TGCT is a rare disease, with a prevalence of 44.3 per 100,000 persons for local-TGCT and 11.5 per 100,000 for diffuse-TGCT (Ehrenstein et al. 2017). While TGCT is not in itself a life-threatening disease, it does result in important functional impairments, significant joint damage, and decline in quality of life, which carries a high healthcare burden and loss of work productivity.

In diffuse TGCT, the tumour is multinodular, infiltrative of soft tissue mass with villous projections, largely composed of immune cells and transformed osteoclast-like cells drawn to the joint by the over-expression of CSF-1. This creates an inflammatory milieu, where diseased tissue diffusely borders healthy tissue, which has implications for the unsatisfactory success rate of surgical excision.

TGCT is clinically characterised by pain, swelling, and range of movement limitations with significant impact on quality of life as a result. It is predominantly a mono-articular disease, typically affecting the lower limbs (knee, hip, ankle), although shoulder, elbow and smaller joints may also be altered. Unique instances of poly-articular disease have been documented.

Symptoms typically progress slowly. If left untreated complications include moderate to severe joint deformity, degenerative articular changes, and osteoarthritis, which if severe enough, have led to cortical bone destruction and occasionally the need for arthrodesis or amputation.

About CSF-1 and Emactuzumab

CSF-1 (or macrophage colony-stimulating factor) is a cytokine that binds to the CSF-1 receptor, expressed on macrophages and certain other cells, with effects on production, differentiation, and function of these cells.CSF-1R is a tyrosine kinase transmembrane receptor and member of the CSF-1/PDGF receptor family of tyrosine-protein kinases. The CSF-1/CSF-1R pathway is important in regulation of osteoclast proliferation and differentiation, the regulation of bone resorption, and is required for normal bone and tooth development. It is also required for normal male and female fertility, and for normal development of milk ducts and acinar structures in the mammary gland during pregnancy.

In disease, important features include promotion of reorganization of the actin cytoskeleton, formation of membrane ruffles, cell adhesion and cell migration, and thus may promote cancer cell invasion.

Emactuzumab is a clinical-stage, humanised IgG1 CSF-1R targeted antibody designed to target and deplete macrophages in the tumour tissue.

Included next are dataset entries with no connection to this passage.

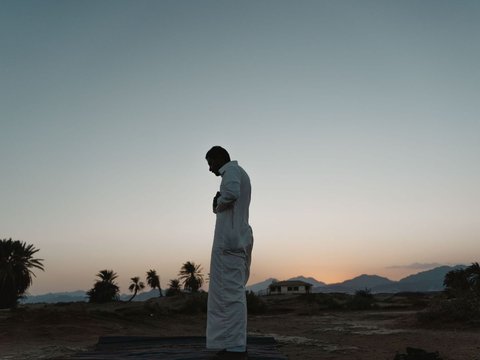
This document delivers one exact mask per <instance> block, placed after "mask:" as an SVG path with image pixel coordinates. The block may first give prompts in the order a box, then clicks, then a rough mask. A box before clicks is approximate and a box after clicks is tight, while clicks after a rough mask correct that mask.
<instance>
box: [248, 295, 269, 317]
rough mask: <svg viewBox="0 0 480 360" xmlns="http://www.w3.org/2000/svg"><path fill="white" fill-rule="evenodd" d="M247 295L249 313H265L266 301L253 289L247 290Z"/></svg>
mask: <svg viewBox="0 0 480 360" xmlns="http://www.w3.org/2000/svg"><path fill="white" fill-rule="evenodd" d="M246 297H247V310H248V313H249V314H263V313H265V311H266V309H267V306H266V305H265V302H264V301H263V300H262V299H261V298H260V296H258V295H256V294H255V293H254V292H253V291H247V292H246Z"/></svg>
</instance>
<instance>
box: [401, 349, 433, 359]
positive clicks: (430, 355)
mask: <svg viewBox="0 0 480 360" xmlns="http://www.w3.org/2000/svg"><path fill="white" fill-rule="evenodd" d="M393 360H442V358H441V357H440V355H439V354H438V352H427V351H425V350H423V349H416V348H411V347H407V353H406V354H400V353H397V355H395V358H394V359H393Z"/></svg>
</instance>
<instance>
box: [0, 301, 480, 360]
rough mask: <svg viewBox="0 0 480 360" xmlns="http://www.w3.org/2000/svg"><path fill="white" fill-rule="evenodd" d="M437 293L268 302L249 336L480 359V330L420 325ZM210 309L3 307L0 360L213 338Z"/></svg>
mask: <svg viewBox="0 0 480 360" xmlns="http://www.w3.org/2000/svg"><path fill="white" fill-rule="evenodd" d="M431 296H432V295H428V294H425V295H419V294H410V295H409V294H403V295H401V294H398V295H395V296H392V295H376V296H375V304H373V307H367V309H364V310H356V309H355V308H356V306H352V307H351V308H350V309H345V308H344V307H338V308H336V307H337V306H336V303H333V304H332V298H331V297H330V296H328V297H327V296H324V295H313V296H309V297H308V296H275V297H264V298H261V299H260V302H261V303H260V304H257V306H256V307H255V308H254V309H253V311H252V312H255V314H253V313H251V314H250V315H249V325H248V331H249V334H250V335H252V336H262V335H268V336H273V337H274V338H275V339H276V340H277V342H278V344H279V351H280V352H281V353H282V354H284V355H287V356H288V358H289V359H292V360H293V359H302V360H308V359H312V360H313V359H315V360H317V359H335V360H347V359H348V360H352V359H358V360H376V359H379V360H380V359H381V360H393V359H394V357H395V354H396V353H397V352H400V353H404V352H405V349H406V347H415V348H422V349H425V350H427V351H429V352H434V351H438V353H439V355H440V356H441V358H442V359H443V360H480V331H479V329H478V328H477V327H472V326H470V325H467V324H461V323H457V324H452V323H449V324H441V322H440V323H438V322H437V323H435V324H434V325H433V324H430V325H429V324H424V323H419V322H418V320H417V314H418V313H419V312H422V311H425V310H424V309H425V306H426V304H427V303H428V301H429V298H430V297H431ZM338 297H339V299H340V300H339V302H340V303H341V301H342V295H338ZM343 301H348V299H343ZM259 305H262V306H259ZM358 308H365V306H364V304H363V305H362V304H360V306H358ZM204 311H205V296H200V297H198V298H192V297H188V296H180V297H173V298H161V299H154V300H149V301H145V302H131V303H125V302H120V303H110V304H87V303H66V304H54V305H50V304H49V305H47V304H45V305H44V304H35V305H26V306H21V307H20V308H19V309H17V310H13V311H11V310H2V311H0V359H68V357H69V356H70V355H72V354H74V353H78V352H81V351H87V350H90V349H92V348H93V346H94V345H95V344H96V342H97V341H98V338H99V336H114V335H122V336H124V335H141V336H169V337H171V336H205V321H206V315H205V312H204Z"/></svg>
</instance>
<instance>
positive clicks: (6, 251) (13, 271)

Emactuzumab was originally discovered and developed by Roche and has been tested in several phase 1/b studies as a monotherapy and in combination with other agents, including chemotherapeutics and immunotherapies. In clinical studies as a monotherapy in 63 patients with TGCT, emactuzumab has shown a substantial impact on tumour size (ORR of ~71%) and a favourable safety profile.

A paper on emactuzumab was published in the European Journal of Cancer, Volume 141, December 2020 edition, Long-term clinical activity, safety and patient-reported quality of life for emactuzumab-treated patients with diffuse-type tenosynovial giant-cell tumour.

Emactuzumab may also have utility in other macrophage driven diseases and the company is actively considering potential options in these areas.